Although lymphedema has afflicted children and adults for centuries, little understanding about the disease of the lymphatic system has existed until relatively recently. Not until 1934 was primary lymphedema described as a clinical entity, and it is only in the past 10 to 15 years that have therapists and clinicians have begun to focus more vigorously on its treatment.
According to the World Health Organization, lymphedema affects over 250 million people worldwide.

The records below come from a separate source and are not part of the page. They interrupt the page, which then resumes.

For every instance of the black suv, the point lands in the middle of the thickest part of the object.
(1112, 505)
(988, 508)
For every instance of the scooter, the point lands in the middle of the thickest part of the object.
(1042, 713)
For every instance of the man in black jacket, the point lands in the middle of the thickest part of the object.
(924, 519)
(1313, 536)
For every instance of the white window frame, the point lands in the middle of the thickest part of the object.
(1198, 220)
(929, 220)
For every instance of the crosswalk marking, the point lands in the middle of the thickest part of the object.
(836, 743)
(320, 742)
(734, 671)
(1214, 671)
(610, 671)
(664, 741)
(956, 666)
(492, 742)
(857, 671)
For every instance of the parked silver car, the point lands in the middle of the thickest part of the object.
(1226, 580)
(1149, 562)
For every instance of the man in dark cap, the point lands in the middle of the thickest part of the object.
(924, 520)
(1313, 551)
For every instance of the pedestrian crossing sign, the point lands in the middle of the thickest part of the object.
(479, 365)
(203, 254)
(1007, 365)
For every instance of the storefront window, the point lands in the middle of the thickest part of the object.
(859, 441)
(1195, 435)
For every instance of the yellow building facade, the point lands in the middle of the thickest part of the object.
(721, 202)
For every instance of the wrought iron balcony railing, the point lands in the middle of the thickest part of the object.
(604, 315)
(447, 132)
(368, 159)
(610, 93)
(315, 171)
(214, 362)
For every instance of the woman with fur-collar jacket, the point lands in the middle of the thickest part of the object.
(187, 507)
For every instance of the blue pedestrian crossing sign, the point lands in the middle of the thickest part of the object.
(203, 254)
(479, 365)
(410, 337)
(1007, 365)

Others estimate that 1 in 25 people will suffer from some form of lymphedema in their lifetime. According to the American Cancer Society, approximately 400,000 of the 2 million breast cancer survivors in the United States cope with lymphedema. In the industrialized world, the rate of cancer and venous disease continues to climb each year. Along with it, the incidence of lymphedema has skyrocketed.
Despite these startling numbers, research into the causes and treatments of lymphedema has been almost non existent until recently. Even today, with the advanced medical technology available, neither the condition nor the lymphatic system itself is completely understood. The unfortunate result of this lack of knowledge is that far too many patients are being left untreated and may therefore suffer a lifetime of unnecessary pain and discomfort.

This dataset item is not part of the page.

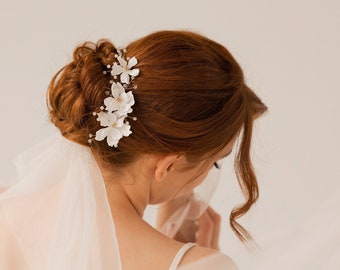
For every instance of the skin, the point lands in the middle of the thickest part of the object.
(157, 179)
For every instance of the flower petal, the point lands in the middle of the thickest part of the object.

Primary Lymphedema involves the leg(s) due to an absence of lymphatic vessels, too few lymphatic vessels or lymph nodes, hugely dilated lymphatic vessels and venous abnormalities.
Defined by the onset of the condition:
- Milroy’s Disease (present at birth)
- Lymphedema Praecox (begins in adolescence; appears during puberty, mostly in females and usually affects one lower extremity)

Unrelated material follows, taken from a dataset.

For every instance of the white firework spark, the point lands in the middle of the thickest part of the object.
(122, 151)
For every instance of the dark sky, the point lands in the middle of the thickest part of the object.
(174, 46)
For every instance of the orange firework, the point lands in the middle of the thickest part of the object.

- Lymphedema Tarda (begins after 35 years of age; occurs in both male and female adults; onset is sudden with no apparent cause and can affect one or both extremities)
Secondary Lymphedema is most often acquired after cancer surgery requiring axillary/groin node dissection and/or radiation therapy. It affects the arm(s) after breast cancer treatment or the leg(s) after melanoma and gynecological cancer (cervical, ovarian and vulvar) treatment. Occasionally, lymphedema occurs after bladder or prostate cancer treatment.
Additionally, Secondary Lymphedema can develop secondary to Chronic Venous Disease whereby the patient has Venous Lymphatic Insufficiency. Venous Insufficiency can be caused by deep vein thrombosis (post blood clot), post phlebitic syndrome (inflammation of the veins) and venous stasis ulcers (open sore, usually located on the inside of ankle).
Sometimes, we see Secondary Lymphedema develop after a patient has multiple cellulitis or lymphangitis infections and/or trauma to the extremity(ies).